Gabrielle Cluzel. Marie-Laure Buisson, pourquoi avez-vous eu envie d’écrire ce livre ?

Marie-Laure Buisson. Depuis toute petite, j'ai toujours été intéressée par les femmes « fortes » qui ont fait avancer le cours de l’Histoire. Elles ont été souveraines et politiciennes, exploratrices et savantes, mathématiciennes et chimistes, peintres et poètes, aviatrices et même pirates ! Mais les femmes qui m’ont fascinée le plus sont celles qui ont approché le monde combattant : qu’elles aient eu les armes à la main ou qu’elles aient servi en appui des troupes, elles furent nombreuses à travers les siècles, et on ne leur rend que trop rarement l’hommage qui leur est dû. C’est un fait. Par ailleurs, il se trouve que j'ai vu, il y a trois ans, un reportage, tard le soir, sur le destin étonnant de la Britannique Susan Travers, seule et unique femme à avoir jamais été enrôlée dans la Légion étrangère. Cette femme exceptionnelle a vécu la bataille de Bir Hakeim en Libye de l'intérieur, puisqu'elle y a participé en tant que chauffeur du général Koenig : c'est elle qui, dans la nuit du 10 au 11 juin 1942, a sorti Koenig et Dimitri Amilakvari (le héros de la 13e demi-brigade de Légion étrangère) de l'étau dans lequel le général Rommel les avait enfermés. En réussissant à franchir trois lignes de mitrailles allemandes, elle a sauvé la vie de ces deux grands héros de la France libre. Ils ont été faits compagnons de la Libération à juste titre. Quant à Susan Travers, on l'a éradiquée de la grande Histoire, on a rayé son nom des livres et des rapports et on a déchiré ses photos. Pourquoi ? Parce qu'il se trouve qu'elle avait vécu une grande passion avec le général Koenig et qu'on ne voulait pas, à l'époque, que cela se sache. Alors, on a choisi de sacrifier cette femme, de la néantiser alors même qu'elle a participé au premier grand fait d'armes des gaullistes et qu'elle a même continué la campagne de France jusqu'à la Libération. J'ai trouvé cela injuste pour elle. Alors, j'ai voulu raconter son histoire.

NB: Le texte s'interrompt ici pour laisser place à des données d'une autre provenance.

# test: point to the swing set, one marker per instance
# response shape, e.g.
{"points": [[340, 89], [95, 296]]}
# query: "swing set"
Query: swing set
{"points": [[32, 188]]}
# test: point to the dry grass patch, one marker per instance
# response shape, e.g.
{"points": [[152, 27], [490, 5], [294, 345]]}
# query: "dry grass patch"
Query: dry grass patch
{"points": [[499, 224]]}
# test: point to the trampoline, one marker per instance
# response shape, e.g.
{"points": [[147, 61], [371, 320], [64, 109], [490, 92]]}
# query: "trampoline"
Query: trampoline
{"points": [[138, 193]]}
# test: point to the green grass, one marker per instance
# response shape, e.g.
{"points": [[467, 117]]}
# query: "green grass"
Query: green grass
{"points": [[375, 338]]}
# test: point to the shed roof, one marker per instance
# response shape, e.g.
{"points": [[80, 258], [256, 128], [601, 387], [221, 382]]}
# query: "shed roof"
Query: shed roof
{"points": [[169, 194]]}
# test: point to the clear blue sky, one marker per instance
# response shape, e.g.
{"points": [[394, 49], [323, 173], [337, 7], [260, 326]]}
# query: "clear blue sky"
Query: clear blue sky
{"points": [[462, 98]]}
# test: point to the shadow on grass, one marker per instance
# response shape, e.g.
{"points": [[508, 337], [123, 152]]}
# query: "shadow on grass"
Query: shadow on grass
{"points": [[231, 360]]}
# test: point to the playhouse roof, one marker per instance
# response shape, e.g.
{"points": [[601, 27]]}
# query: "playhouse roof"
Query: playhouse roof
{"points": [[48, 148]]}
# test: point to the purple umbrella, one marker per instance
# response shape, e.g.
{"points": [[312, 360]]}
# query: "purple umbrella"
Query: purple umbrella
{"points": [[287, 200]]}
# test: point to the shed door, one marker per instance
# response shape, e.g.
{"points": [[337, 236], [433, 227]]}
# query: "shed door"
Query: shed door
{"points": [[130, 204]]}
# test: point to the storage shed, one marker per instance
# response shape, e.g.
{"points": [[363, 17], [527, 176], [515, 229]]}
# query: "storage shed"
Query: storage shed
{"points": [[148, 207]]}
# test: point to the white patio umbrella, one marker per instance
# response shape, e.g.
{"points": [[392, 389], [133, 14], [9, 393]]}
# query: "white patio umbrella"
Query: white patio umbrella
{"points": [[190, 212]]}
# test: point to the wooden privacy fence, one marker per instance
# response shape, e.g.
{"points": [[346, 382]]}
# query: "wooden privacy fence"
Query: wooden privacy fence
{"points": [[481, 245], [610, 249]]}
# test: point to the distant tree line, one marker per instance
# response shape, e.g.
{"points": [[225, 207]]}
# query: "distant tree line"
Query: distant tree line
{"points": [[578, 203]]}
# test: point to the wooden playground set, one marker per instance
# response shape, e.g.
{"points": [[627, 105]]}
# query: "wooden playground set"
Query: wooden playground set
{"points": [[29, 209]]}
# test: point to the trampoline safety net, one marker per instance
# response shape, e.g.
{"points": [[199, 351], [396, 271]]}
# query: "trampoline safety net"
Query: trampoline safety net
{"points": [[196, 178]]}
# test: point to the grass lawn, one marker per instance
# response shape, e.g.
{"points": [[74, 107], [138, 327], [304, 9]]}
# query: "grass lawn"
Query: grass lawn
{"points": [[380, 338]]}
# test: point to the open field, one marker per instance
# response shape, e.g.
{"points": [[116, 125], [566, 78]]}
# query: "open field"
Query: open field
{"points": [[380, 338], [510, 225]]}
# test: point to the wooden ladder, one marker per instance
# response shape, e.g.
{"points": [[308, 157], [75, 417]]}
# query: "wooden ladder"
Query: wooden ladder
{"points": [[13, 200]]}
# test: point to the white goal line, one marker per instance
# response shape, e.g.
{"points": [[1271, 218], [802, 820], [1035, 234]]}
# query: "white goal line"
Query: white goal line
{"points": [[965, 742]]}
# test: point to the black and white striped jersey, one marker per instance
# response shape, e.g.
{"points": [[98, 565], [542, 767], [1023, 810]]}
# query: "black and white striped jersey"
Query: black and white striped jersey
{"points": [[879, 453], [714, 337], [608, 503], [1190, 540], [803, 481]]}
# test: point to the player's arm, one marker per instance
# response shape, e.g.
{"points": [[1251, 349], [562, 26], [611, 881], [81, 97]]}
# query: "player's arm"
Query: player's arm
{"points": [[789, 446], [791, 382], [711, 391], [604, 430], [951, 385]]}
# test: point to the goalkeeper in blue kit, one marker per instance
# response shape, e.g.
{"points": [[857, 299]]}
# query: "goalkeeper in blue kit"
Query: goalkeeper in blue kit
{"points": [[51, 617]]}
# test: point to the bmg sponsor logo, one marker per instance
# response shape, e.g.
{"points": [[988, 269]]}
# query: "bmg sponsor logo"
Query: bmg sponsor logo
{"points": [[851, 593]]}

G. C. Comment avez-vous choisi ces figures féminines « combattantes » ?

M.-L. B. Passionnée par l'histoire de la Seconde Guerre mondiale, j'ai commencé mon livre par des héroïnes de cette époque. Deux de mes grands oncles ont été pilotes au sein du Normandie-Niémen, et j'ai voulu parler du courage des Soviétiques à cette époque. Tout le monde a oublié que l'URSS a compté dans ses rangs près d'un million de femmes qui se sont battues contre les nazis comme pilotes de chasse, tankistes, téléphonistes, tireuses d'élite, etc. Je fais le portrait de la plus grande pilote russe de cette époque, Lydia Litviak, que l'on appelait « la Rose blanche de Stalingrad ». Cette jeune femme de 20 ans ressemblait à une petite poupée blonde aux yeux bleus (elle faisait 1,50 m), et pourtant, elle fut la terreur des nazis dans le ciel de Stalingrad en 1942 et 1943. Je raconte aussi l'histoire des sorcières de la nuit, ces jeunes filles que les Allemands craignaient plus que tout et qui les bombardaient la nuit à bord de leur petit biplan alors qu'elles en avaient coupé le moteur pour se laisser chuter sur les positions des hommes de Paulus et mieux les attaquer en silence. Je brosse aussi le portrait de Noor Inayat Khan, une princesse indienne, musulmane soufie et pacifiste, qui a travaillé pour les services secrets anglais dans la France occupée. Naturellement, je parle aussi de Geneviève de Galard, d'une jeune mère hongroise qui a quitté la Palestine sous mandat britannique pour retourner à Budapest en 1944 et tenter de sauver les Juifs de l'invasion nazie, de Jihane, une commandant kurde qui a libéré Raqqa après avoir été presque mortellement blessée par Daech. Enfin, je fais le portrait contemporain d'une jeune capitaine de l'armée de l'air française qui a infiltré une filière touarègue djihadiste au Nord-Mali afin d'aider à la neutralisation d'un terroriste islamiste.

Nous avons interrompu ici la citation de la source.